If you have practical reasons for wanting him to be involved, then those are the things you can ask him to “sink his teeth into.” That can include anything from finishing home projects to researching free or discounted car seats.
If you’d like his emotional support, then you probably just have to say so when the time comes. As in, when he has a non-reaction to something you hoped he’d react to, you can point out that you’re feeling hurt by his lack if interest, or feeling a little lonely in this presumably joint life-change. Stay away from the “You always … “ and “You never … “ guilt-traps by using the “I feel … “ construction.
Still, your description of him suggests he'll come around when it counts (after the baby is born), and that his current lack of interest is something you understand as part of his character – and that’s why I asked whether it’s really something to worry about.
If I’ve read your question wrong, please write back.
Carolyn: I’m just afraid he will detach, when I am hoping he will be here for me and join me in celebrating the milestones, etc.
To give an example, about a year ago I wrote a short story that was published in a reputable anthology, and I tried to involve him in the ceremonial stuff. It was my victory and not his, but I expected him to at least buy me flowers or something.
He didn’t even read the story because fiction isn’t his thing. I don’t want my pregnancy to be that way, but already he is backing out of important stuff (early doctor’s visits, telling the family, and so on).
Humor me, please, and consider marriage counseling.

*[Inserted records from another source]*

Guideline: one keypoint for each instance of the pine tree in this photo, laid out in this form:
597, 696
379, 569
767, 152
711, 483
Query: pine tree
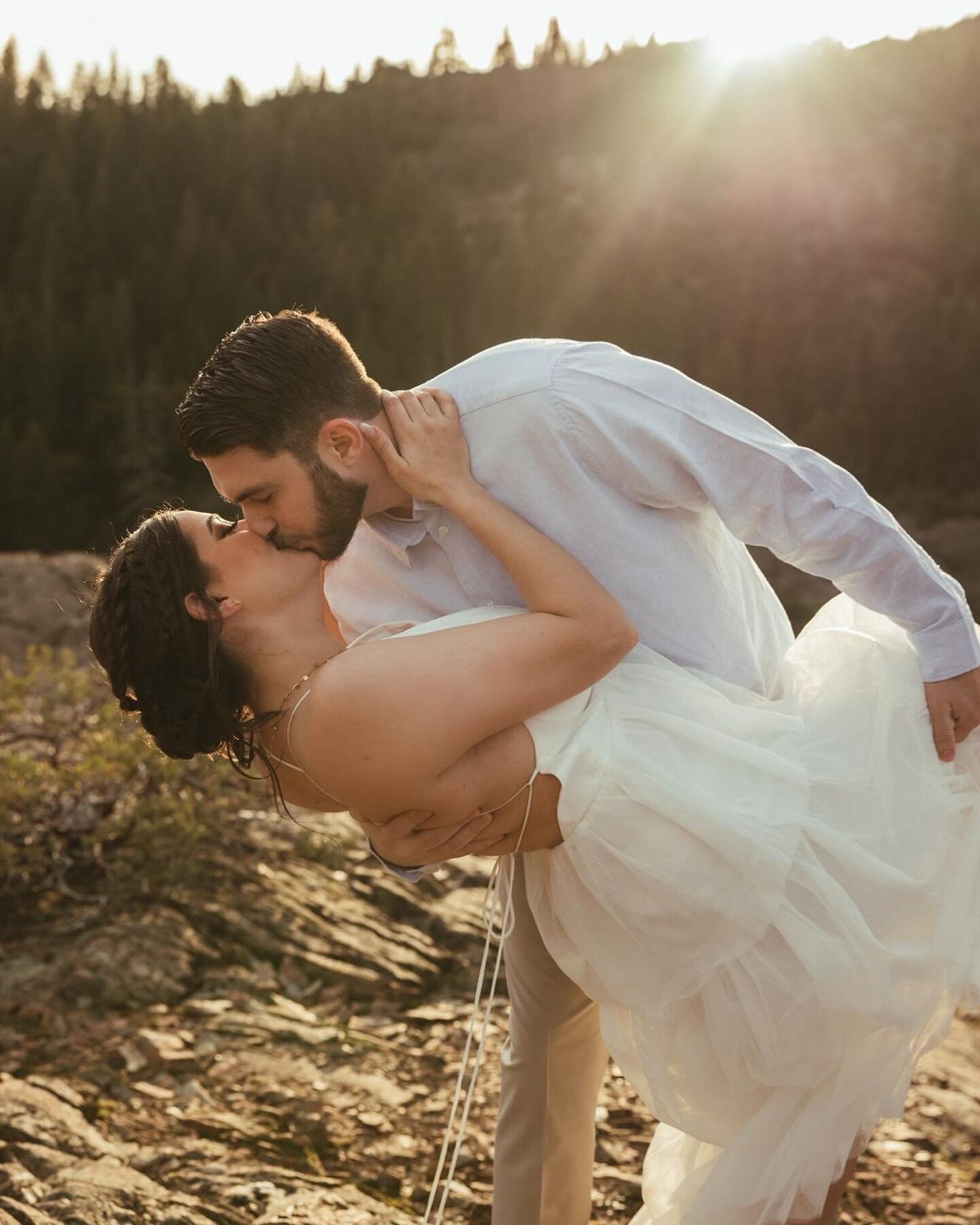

The fact that he won’t even read your story or share the pregnancy excitement suggests you’re in this marriage alone. If you have to do the counseling alone as well, that’s better than nothing – and speaks volumes in itself.
I’m hoping there’s more to it, that he has been involved in your life at other times when it didn’t involve him, that he has shown an ability to be fully engaged in you.
But even then, at best, you have a gap between your expectations and the reality of your husband that could lead to serious problems when the work of child-rearing begins.
You also have to think not just about your own emotional needs, but also your baby’s. While an emotionally absent father might sow the seeds for literary success in the next generation, I have to think most children would prefer to have Daddy involved.